Many of the Jansenists fled to Holland, where the Gallicans were only too willing to welcome such rebels against Rome. The old Catholic hierarchy in Holland had been overthrown, and the Pope was obliged to appoint vicars apostolic to attend to the wants of the scattered Catholic communities. One of these appointed in 1688 was an Oratorian, and as such very partial to Quesnel and the Jansenists. Owing to his public alliance with the sect he was suspended from office in 1702 and deposed in 1704, but not before he had given Jansenism a great impetus in Holland. About seventy parishes and about eighty priests refused to recognise his successor, and went over to the Jansenist party. In 1723 a body of priests calling themselves the Chapter of Utrecht elected Steenhoven as Archbishop of Utrecht, and a suspended bishop named Varlet, belonging formerly to the Society for Foreign Missions, consecrated him against the protests of the Pope. Supported by the Calvinist government the new archbishop maintained himself at Utrecht till his death, when he was succeeded by others holding similar views.

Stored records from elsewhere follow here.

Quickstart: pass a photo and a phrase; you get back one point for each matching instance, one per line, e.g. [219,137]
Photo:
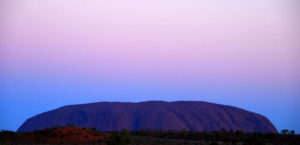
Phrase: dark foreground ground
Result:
[81,136]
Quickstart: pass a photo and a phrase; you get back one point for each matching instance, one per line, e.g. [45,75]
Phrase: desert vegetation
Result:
[78,136]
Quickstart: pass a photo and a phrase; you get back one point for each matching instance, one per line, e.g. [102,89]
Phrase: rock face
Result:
[156,115]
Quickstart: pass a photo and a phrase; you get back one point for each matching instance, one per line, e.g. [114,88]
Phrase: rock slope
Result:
[156,115]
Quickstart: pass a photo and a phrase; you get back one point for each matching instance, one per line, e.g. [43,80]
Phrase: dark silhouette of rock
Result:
[156,115]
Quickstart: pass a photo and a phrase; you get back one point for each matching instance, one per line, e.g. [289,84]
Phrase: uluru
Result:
[154,115]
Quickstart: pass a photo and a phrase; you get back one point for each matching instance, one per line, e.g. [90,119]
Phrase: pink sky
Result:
[222,44]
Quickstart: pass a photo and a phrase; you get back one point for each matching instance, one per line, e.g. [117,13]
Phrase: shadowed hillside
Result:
[155,115]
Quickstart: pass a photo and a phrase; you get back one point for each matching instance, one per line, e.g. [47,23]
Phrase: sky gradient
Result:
[55,53]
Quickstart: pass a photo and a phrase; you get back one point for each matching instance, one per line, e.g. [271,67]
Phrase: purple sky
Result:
[245,54]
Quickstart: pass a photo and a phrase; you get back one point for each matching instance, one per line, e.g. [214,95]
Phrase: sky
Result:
[240,53]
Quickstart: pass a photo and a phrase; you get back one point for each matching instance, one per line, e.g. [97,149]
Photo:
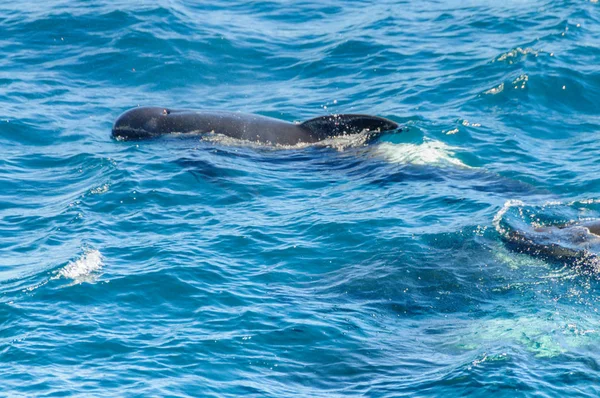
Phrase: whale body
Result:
[148,122]
[574,244]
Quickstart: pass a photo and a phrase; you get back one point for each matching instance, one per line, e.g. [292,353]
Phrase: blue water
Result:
[210,267]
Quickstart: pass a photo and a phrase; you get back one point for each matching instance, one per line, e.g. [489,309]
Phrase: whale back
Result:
[147,122]
[323,127]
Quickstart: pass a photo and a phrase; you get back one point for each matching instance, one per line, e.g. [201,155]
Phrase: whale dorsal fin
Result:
[334,125]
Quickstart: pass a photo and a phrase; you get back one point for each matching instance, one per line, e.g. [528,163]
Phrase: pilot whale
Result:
[148,122]
[574,244]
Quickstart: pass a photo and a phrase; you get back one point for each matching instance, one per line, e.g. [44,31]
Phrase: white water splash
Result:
[430,152]
[83,269]
[339,143]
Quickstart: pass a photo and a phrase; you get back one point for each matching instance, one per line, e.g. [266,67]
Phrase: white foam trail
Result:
[430,152]
[339,143]
[498,217]
[83,268]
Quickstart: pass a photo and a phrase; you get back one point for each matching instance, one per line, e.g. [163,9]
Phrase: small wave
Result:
[515,53]
[83,269]
[430,152]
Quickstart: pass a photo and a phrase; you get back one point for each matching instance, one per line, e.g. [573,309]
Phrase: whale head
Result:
[142,122]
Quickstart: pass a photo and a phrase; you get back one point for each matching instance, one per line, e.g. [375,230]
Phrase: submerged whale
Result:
[148,122]
[574,244]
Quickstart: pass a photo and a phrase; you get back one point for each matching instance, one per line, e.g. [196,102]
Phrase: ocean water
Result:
[209,267]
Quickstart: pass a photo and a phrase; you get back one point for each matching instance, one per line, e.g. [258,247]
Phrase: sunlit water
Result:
[197,267]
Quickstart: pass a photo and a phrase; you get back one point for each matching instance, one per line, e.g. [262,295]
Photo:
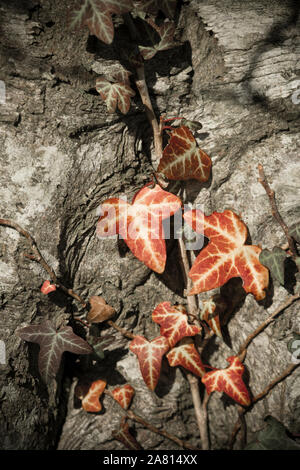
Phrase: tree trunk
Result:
[62,155]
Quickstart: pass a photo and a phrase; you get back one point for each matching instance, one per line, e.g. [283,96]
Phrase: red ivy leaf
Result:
[226,256]
[52,345]
[96,15]
[182,159]
[166,32]
[173,322]
[210,312]
[140,223]
[229,381]
[150,355]
[90,401]
[115,94]
[186,356]
[123,435]
[123,395]
[47,287]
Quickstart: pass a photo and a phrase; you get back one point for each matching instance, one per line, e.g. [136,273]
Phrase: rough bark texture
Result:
[62,154]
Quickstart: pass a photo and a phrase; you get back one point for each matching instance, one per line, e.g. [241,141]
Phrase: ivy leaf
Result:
[229,381]
[272,437]
[100,311]
[140,223]
[295,233]
[123,395]
[173,321]
[96,15]
[210,312]
[226,256]
[186,355]
[182,159]
[52,345]
[150,354]
[274,261]
[123,435]
[47,287]
[115,94]
[90,394]
[166,32]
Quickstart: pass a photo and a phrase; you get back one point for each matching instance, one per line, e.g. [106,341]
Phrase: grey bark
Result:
[62,155]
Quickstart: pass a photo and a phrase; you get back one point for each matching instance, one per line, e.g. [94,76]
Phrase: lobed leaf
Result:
[115,94]
[229,381]
[274,261]
[186,355]
[173,321]
[226,256]
[52,345]
[182,159]
[140,223]
[96,15]
[123,395]
[150,354]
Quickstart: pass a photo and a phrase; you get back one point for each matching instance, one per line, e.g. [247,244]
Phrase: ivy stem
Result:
[200,408]
[271,195]
[138,419]
[40,259]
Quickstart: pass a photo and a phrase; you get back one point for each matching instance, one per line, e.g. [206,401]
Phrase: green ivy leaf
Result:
[295,233]
[274,261]
[272,437]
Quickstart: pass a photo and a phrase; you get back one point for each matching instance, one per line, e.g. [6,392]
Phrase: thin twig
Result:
[243,349]
[39,258]
[138,419]
[271,195]
[200,411]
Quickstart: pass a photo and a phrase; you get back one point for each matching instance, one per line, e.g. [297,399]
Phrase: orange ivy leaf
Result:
[210,312]
[140,223]
[150,354]
[100,311]
[182,159]
[226,256]
[173,321]
[96,15]
[90,397]
[123,395]
[186,355]
[47,287]
[123,435]
[229,381]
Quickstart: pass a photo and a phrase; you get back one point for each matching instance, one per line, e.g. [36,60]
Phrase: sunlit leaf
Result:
[114,94]
[123,395]
[274,261]
[96,15]
[52,345]
[229,381]
[150,354]
[186,355]
[226,256]
[182,159]
[173,321]
[140,223]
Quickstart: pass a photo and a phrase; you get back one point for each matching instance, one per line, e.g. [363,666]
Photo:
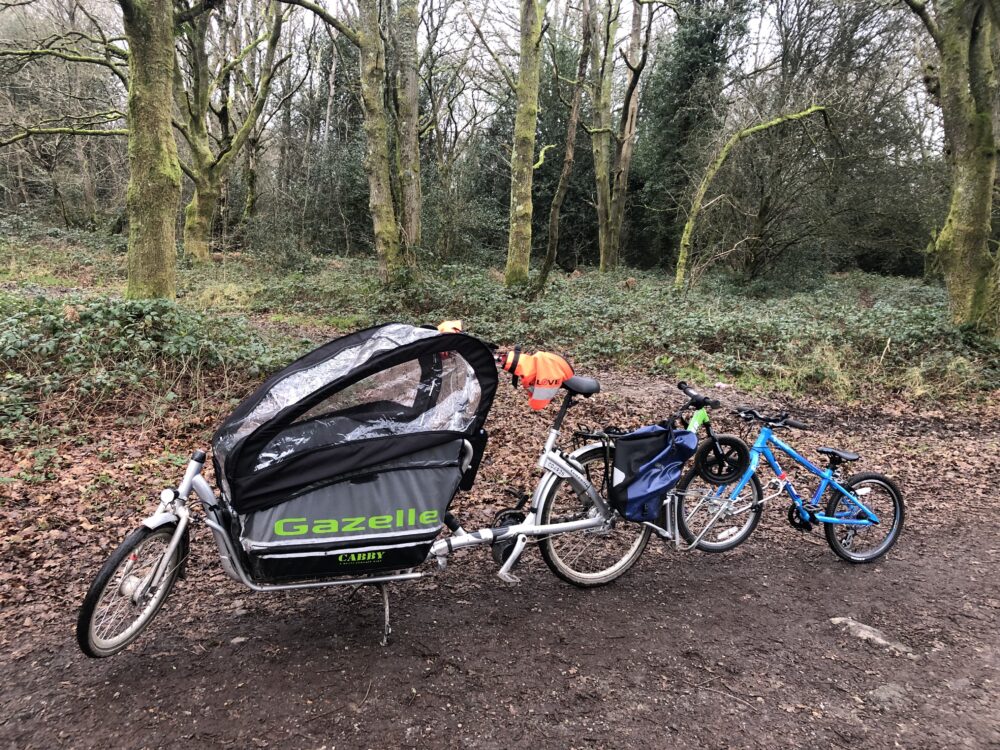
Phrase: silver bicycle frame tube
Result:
[556,465]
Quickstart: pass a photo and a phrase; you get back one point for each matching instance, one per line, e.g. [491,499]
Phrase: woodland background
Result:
[785,194]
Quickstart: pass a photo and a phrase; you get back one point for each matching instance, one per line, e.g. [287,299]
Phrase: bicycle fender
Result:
[157,520]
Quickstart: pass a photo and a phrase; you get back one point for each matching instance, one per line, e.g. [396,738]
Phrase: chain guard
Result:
[503,549]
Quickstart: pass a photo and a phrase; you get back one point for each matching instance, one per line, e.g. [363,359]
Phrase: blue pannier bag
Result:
[647,463]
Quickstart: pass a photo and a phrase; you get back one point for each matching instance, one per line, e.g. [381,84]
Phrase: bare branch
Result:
[327,17]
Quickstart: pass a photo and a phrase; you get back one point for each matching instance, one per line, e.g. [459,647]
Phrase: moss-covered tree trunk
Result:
[964,34]
[154,187]
[968,101]
[408,153]
[392,259]
[562,188]
[208,167]
[625,141]
[199,217]
[604,30]
[684,252]
[522,159]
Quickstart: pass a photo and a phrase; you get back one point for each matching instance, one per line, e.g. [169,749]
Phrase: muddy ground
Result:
[687,650]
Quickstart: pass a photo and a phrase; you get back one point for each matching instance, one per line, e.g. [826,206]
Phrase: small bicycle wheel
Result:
[593,557]
[863,544]
[121,602]
[706,510]
[722,460]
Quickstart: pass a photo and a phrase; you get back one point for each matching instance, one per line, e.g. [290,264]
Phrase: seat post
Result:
[563,408]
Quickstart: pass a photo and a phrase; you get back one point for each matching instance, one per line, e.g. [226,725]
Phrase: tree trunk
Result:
[964,35]
[199,218]
[626,136]
[408,155]
[968,95]
[392,260]
[250,179]
[154,186]
[567,169]
[602,72]
[699,197]
[523,153]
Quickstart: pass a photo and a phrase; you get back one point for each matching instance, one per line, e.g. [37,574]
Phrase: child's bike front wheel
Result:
[593,557]
[707,512]
[123,598]
[864,544]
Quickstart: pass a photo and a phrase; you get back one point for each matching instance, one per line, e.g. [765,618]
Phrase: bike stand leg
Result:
[386,629]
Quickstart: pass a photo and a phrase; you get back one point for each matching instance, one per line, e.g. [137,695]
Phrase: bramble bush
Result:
[89,352]
[849,336]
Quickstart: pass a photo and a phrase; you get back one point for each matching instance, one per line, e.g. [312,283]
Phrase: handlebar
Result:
[775,420]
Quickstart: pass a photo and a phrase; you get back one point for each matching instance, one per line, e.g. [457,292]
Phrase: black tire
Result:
[886,501]
[97,636]
[610,551]
[725,465]
[693,496]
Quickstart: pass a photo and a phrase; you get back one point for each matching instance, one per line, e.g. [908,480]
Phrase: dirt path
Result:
[687,650]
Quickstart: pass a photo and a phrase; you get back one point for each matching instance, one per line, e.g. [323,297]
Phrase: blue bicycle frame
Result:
[762,447]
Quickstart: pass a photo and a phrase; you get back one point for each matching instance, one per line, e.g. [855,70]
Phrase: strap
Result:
[513,365]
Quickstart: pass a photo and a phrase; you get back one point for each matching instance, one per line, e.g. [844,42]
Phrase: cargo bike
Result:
[339,470]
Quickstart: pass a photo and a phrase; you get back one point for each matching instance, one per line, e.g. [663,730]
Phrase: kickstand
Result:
[386,629]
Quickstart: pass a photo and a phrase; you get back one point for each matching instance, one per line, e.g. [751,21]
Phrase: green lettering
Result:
[352,524]
[325,526]
[280,528]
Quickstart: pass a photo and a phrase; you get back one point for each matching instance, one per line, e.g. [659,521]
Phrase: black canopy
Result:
[357,401]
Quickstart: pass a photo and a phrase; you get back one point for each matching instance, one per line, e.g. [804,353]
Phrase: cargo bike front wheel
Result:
[593,557]
[124,597]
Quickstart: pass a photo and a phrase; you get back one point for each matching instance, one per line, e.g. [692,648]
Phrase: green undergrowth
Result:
[66,337]
[73,355]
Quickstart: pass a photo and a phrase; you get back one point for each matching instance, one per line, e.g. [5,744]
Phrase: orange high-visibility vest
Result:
[450,326]
[542,374]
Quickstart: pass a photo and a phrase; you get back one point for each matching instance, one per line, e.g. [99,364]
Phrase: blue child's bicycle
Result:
[862,518]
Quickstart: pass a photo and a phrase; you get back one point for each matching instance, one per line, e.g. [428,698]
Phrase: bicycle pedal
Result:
[659,531]
[795,519]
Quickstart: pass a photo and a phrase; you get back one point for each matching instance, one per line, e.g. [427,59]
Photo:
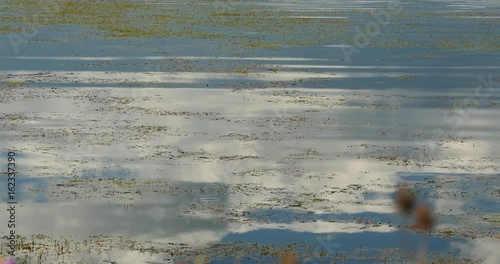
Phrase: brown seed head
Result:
[405,199]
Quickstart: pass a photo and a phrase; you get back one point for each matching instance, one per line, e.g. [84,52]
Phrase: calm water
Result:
[218,132]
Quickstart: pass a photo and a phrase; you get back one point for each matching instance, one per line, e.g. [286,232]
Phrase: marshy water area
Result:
[150,131]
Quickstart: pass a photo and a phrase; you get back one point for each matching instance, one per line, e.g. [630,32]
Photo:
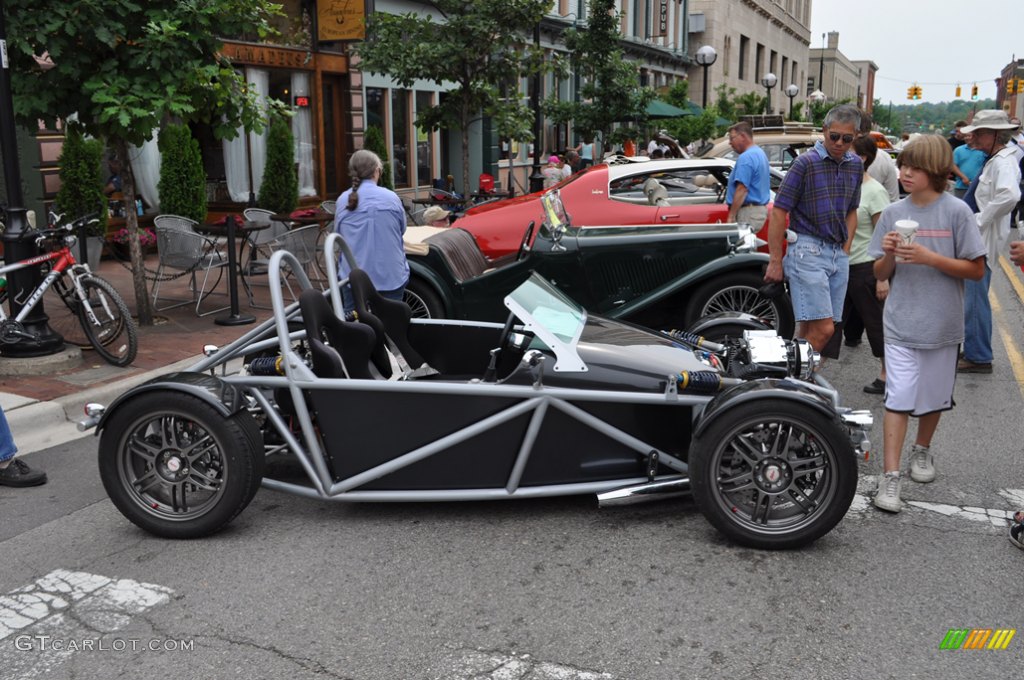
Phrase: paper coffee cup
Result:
[906,228]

Later on the Bishoprics of Haarlem (1742) and of Deventer were established as suffragan Sees to Utrecht. The Catholics of Holland refused to recognise these bishoprics as did also the Pope, whose only reply to their overtures was a sentence of excommunication and interdict. The Jansenist body of Holland, numbering at present about six thousand, have maintained their separate ecclesiastical organisation until the present day. They resisted the establishment of the hierarchy in Holland (1853), opposed the definition of Papal Infallibility, and allied themselves definitely with the old Catholic movement in Germany.

[1] Ingold, /Bossuet et la jansenisme/, 1904.

[2] Denzinger, 11th edition, n. 1350.

[3] Denzinger, op. cit., nos. 1351-1451.